Giving greater strength to the mana of waterways and recognising mahinga kai (natural resources) as a key measure of freshwater health are positive inclusions in the Government’s new Action for Healthy Waterways Package, says Te Arawa Lakes Trust.

Both actions were sought by the Trust in submissions to the Crown, but the Trust says it is disappointed the new Package does not address the recognition of hapū and iwi rights and interests in freshwater.

Trust chairman Dr Sir Toby Curtis says this recognition “continues to be left for another day”, but it is a critical issue that needs resolution.

“Te Arawa Lakes Trust expects to be directly engaged in the next phase of work to address fair allocation and hapū and iwi rights and interests in freshwater.”

The new waterways Package has been designed to ultimately restore and protect New Zealand’s wai.

It introduces new rules and regulations to stop further degradation of New Zealand’s freshwater resources, improve water quality within five years, reverse past damage and bring New Zealand’s freshwater resources, waterways and ecosystems to a healthy state within a generation.

The new Package was released for public consultation last year, with Te Arawa Lakes Trust just one of a range of organisations submitting on the proposal.

Dr Sir Toby Curtis says overall, the Trust is pleased with the strengthening of Te Mana o Te Wai (a cultural framework specific to water management) as a fundamental concept in relation to water management.
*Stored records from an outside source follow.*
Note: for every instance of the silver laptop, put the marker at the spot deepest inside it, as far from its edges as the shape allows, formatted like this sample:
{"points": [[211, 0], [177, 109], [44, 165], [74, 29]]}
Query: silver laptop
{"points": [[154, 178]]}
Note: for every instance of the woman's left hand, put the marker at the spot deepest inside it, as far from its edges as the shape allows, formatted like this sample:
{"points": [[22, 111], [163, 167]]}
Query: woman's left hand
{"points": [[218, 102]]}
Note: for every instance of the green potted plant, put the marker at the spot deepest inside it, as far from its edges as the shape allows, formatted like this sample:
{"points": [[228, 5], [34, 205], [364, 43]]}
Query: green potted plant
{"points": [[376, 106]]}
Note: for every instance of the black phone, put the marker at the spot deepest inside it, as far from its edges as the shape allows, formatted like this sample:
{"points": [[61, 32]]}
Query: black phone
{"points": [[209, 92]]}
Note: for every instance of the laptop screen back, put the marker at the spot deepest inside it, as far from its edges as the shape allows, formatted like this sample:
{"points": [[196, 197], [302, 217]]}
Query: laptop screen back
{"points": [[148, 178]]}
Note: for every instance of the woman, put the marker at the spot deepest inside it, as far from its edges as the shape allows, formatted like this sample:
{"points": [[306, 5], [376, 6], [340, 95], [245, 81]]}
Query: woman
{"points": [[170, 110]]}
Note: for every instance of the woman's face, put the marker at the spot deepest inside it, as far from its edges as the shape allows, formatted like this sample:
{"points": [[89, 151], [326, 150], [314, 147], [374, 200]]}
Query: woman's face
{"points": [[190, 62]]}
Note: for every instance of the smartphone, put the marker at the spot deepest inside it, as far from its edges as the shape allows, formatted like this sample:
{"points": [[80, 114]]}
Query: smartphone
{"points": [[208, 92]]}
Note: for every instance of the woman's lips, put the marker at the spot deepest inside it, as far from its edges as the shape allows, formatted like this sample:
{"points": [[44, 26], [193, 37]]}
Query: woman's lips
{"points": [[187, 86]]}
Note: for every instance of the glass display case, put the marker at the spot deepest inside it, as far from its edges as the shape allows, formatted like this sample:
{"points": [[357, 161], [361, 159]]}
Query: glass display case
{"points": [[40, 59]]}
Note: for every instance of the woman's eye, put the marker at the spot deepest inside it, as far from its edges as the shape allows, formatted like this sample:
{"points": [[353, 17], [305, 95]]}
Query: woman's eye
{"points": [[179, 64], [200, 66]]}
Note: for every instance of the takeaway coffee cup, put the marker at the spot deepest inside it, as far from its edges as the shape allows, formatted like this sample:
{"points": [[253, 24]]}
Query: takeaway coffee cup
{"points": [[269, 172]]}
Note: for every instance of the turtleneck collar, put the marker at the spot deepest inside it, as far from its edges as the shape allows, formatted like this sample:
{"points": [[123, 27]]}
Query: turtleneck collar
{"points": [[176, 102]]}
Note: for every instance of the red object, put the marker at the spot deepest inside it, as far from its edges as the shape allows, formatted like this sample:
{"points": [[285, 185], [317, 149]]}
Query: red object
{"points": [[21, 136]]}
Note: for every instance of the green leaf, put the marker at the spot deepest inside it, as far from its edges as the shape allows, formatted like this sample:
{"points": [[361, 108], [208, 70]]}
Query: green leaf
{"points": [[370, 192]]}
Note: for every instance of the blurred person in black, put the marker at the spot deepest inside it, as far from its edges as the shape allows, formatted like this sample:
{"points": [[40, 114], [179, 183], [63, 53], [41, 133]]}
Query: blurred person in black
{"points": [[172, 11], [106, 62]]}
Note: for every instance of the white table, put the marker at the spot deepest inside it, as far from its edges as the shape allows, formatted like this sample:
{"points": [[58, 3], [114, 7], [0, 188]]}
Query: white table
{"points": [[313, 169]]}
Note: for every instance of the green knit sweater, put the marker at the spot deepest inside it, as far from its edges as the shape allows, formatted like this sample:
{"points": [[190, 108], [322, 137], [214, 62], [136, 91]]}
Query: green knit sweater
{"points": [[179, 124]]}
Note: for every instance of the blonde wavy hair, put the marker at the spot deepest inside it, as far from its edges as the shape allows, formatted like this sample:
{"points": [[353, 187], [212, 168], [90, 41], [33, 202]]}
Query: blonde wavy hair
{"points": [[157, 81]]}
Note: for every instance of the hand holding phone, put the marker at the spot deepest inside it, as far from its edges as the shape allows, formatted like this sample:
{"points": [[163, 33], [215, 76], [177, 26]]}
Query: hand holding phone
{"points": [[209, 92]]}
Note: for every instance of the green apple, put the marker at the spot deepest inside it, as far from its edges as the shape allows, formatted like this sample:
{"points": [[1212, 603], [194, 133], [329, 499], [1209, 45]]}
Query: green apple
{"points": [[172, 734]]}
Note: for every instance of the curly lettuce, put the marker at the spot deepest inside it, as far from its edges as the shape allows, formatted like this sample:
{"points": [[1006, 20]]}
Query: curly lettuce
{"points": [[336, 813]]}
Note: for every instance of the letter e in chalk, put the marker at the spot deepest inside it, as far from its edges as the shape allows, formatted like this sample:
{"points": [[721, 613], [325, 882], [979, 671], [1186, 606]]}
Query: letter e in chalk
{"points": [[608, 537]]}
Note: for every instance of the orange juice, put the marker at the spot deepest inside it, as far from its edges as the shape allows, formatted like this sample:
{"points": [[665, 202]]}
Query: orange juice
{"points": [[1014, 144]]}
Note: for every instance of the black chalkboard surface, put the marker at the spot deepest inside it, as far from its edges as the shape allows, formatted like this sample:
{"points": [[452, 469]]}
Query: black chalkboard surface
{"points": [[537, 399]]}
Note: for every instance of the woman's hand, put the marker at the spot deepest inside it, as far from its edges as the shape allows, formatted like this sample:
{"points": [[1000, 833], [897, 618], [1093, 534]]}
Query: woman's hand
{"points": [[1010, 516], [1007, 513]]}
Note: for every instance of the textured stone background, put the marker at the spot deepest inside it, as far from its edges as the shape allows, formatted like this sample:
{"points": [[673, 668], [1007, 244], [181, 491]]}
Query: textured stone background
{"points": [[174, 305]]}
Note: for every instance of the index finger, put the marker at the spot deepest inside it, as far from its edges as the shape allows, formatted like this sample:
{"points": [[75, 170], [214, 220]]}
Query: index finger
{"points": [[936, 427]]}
Te Mana o Te Wai requires the health of waterbodies to be addressed first, then the health and essential needs of people and finally the needs of other uses.

“Implementing Te Mana o Te Wai will require local authorities and tangata whenua to work together to ensure greater protection of Māori values, including setting a long-term vision for water which is informed by the aspirations of tangata whenua and communities.”

The new package will also require councils to investigate options for tangata whenua involvement such as joint management agreements, and to publicly report on decisions around whether to use these options.

“Through our Te Tūāpapa values framework we have already done extensive work to identify what determines healthy waterways for Te Arawa. This work was recently recognised in the New Zealand Planning Institute Awards.

“We’ve also looked at ways to measure the health of our lakes from a cultural perspective, with our hapū and iwi providing the mātauranga contained in Te Tūāpapa to measure the state of our  water; this includes considering cultural factors, such as  swimming, water used for ceremonial purposes and the ability to collect kai from them.”

Dr Sir Toby says it is pleasing to see mahinga kai recognised as a compulsory value – an important move for the protection of Te Arawa customary fisheries.

“We are pleased to see mahinga kai elevated and emphasised as a compulsory measure of freshwater health, taking its place alongside other compulsory values such as ecosystem health and human health for recreation. This will assist the Trust to preserve the habitat of our taonga species in Te Arawa Lakes.

“The new package will help strengthen Māori involvement in freshwater management, but ultimately we all want the same thing – to restore our waters to a pristine condition that can be enjoyed for many generations to come.”

Dr Sir Toby says while many of TALT’s submission points have been reflected in the package released today, it is disappointed not to see a more balanced membership on freshwater panels, with provision of just one of five seats to be nominated by tangata whenua.

Te Arawa Lakes Trust is responsible for the sustainable management of 14 lakes within the wider Rotorua region, including Lake Rotorua and Lake Rotoiti.

The lakebeds were returned to Te Arawa under the 2006 Te Arawa Lakes Settlement Act, with the Trust established in 2007 to manage its assets.

Today, it undertakes a range of its own projects to help protect and restore the lakes, while it also works in partnership with other agencies to achieve better water quality outcomes. This includes working with Bay of Plenty Regional Council and Rotorua Lakes Council on the Strategy Group, which ensures a collaborative effort towards achieving the freshwater goals.